Students are seen on the campus of Georgetown University in Washington March 20, 2019. The university, along with a growing list of Catholic colleges, are cancelling public classes to stop coronavirus spread. (CNS/Tyler Orsburn)
Initially the coronavirus impacted study abroad programs and spring break travel or service opportunities for U.S. colleges and universities.
But by the second week of March, a desire to curb the spread of the virus in this country prompted more than 100 higher education leaders to temporarily cancel in-person classes and move to an online teaching program for a few weeks or an unspecified time period.
These announcements, for most schools, came right before the start of spring breaks.
Catholic colleges and universities have been no exception to this transition happening at Harvard, Princeton and state universities across the country. As of March 11, dozens of Catholic college and university leaders had announced plans to cancel public classes and offer online education amid concern over the coronavirus' spread. This list is likely to continue growing in upcoming days.
For students and teachers alike, the announcement of this shift came without much advance notice. Kevin Ahern, an associate professor of religious studies at Manhattan College in Riverdale, New York — which will be online March 11 until the week of March 23, with a week off for spring break — called the format an adjustment, to say the least.
He and fellow professors didn't have much time to prepare. Teachers got word over the weekend that this might happen and then found out March 9 it was happening in two days.
That means faculty members have to get up to speed with technology and figure out a way to engage with students on an online platform that is not nearly the same as being together especially in a small classroom on his campus.

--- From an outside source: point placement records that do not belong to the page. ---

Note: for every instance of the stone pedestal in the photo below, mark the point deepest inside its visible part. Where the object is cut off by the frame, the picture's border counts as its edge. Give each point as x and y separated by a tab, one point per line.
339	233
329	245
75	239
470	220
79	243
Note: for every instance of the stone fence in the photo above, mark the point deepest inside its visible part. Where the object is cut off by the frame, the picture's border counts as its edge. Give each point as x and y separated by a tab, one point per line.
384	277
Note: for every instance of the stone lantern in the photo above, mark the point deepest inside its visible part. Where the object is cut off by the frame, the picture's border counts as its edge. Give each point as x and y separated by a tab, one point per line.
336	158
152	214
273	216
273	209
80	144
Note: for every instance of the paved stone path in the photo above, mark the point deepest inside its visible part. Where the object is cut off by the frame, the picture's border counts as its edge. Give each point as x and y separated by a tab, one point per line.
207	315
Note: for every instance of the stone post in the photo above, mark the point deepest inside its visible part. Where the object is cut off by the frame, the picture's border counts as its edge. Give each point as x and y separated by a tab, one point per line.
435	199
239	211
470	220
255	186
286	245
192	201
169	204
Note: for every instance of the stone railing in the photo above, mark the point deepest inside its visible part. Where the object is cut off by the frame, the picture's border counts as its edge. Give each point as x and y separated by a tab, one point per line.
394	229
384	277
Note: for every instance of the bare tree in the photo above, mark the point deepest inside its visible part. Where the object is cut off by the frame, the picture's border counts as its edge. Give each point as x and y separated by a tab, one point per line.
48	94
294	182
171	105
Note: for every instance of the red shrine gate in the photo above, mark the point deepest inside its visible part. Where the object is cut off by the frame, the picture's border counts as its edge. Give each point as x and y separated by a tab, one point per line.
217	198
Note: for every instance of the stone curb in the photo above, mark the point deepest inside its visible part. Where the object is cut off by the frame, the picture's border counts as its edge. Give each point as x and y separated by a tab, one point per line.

Fordham University sophomore Lindsey Fritz learned March 9 that her school in New York was suspending public classes and offering them online March 11 — with no date on when regular classes would resume. She said it has been a crazy time but that everyone she knows has been "super flexible."
Fritz, a freshman resident assistant, has been busy helping students pack up to go home or to figure out what they are doing if home is far away, and even making the offer that students can stay at her family's home in Cromwell, Connecticut, if they have nowhere to go.
She already was disappointed to find out that the university's global outreach program to El Salvador she planned to join over spring break was canceled, but this abrupt change in the entire school program is new to her and everyone else and as she put it, "there is nothing to compare it to."
Fritz, a communications major, who had her first online classes March 11, said it was in a video chat format where students could raise their hands and ask questions. She liked it and said that for another class later in the week, she would be participating while on the road — she's not driving — with some friends heading to Georgia.
The first Catholic university to announce it was moving to temporary online format was Seattle University, a Jesuit-run school, which announced March 6 it would not offer public classes for the rest of its winter quarter, ending March 20.
Although the university was switching to online classes, it planned to keep the campus open. Some Catholic universities with similar online plans, like Fordham, urged students not to stay on campus.
By March 11, other Catholic colleges and universities that announced they were canceling in-person classes temporarily included St. John's University in the New York borough of Queens, Sacred Heart University in Fairfield, Connecticut, and Santa Clara University in California.
Ohio Catholic universities — John Carroll University, Xavier University and the University of Dayton — also joined this list along with Georgetown University, Loyola Marymount University, Loyola University Maryland, St. Louis University and the University of San Francisco, which initially had only made this change for its law school.
News reports claimed University of Dayton students were protesting the school's temporary housing closures after a group of students had been dispersed by police March 10, but the university issued a statement the next day that said the students were not reacting to the school's coronavirus measures but "wanted one last large gathering before spring break, and the size and behavior of the crowd required police to take action."
None of the schools stopping their public classes had specific cases of coronavirus on their campuses, instead they said they were taking this step as a precautionary measure.
On March 5, the U.S. Department of Education released guidelines for colleges to quickly transition to online class formats.
But even with guidelines, this is a new experience for many students and professors, even if they have joined or presented online courses before.
"I'm actually excited," Fritz, the Fordham student, told Catholic News Service. She and her friends, despite the unknown territory they were going through, were taking it in stride, but she did point out that a friend of hers in IT has been super busy the past few days helping teachers.
"There's no other option; you've got to have a positive attitude," she said.
But Ahern, who teaches world religions and a labor studies class, has heard another side: students who are anxious about this new classroom switch, especially if they had work-study jobs on campus or other work near school and they need this money to pay tuition.
Graduating seniors also are concerned about the job market, he said.
"It's a new territory for a lot of us," he added, stressing that students and faculty alike need to be flexible.
He also thinks there is a teaching moment in all of this, particularly about how the church responds to those in need or to questions the pandemic raises about fair labor practices.
"If anything, this is teaching us we are not in control," he said.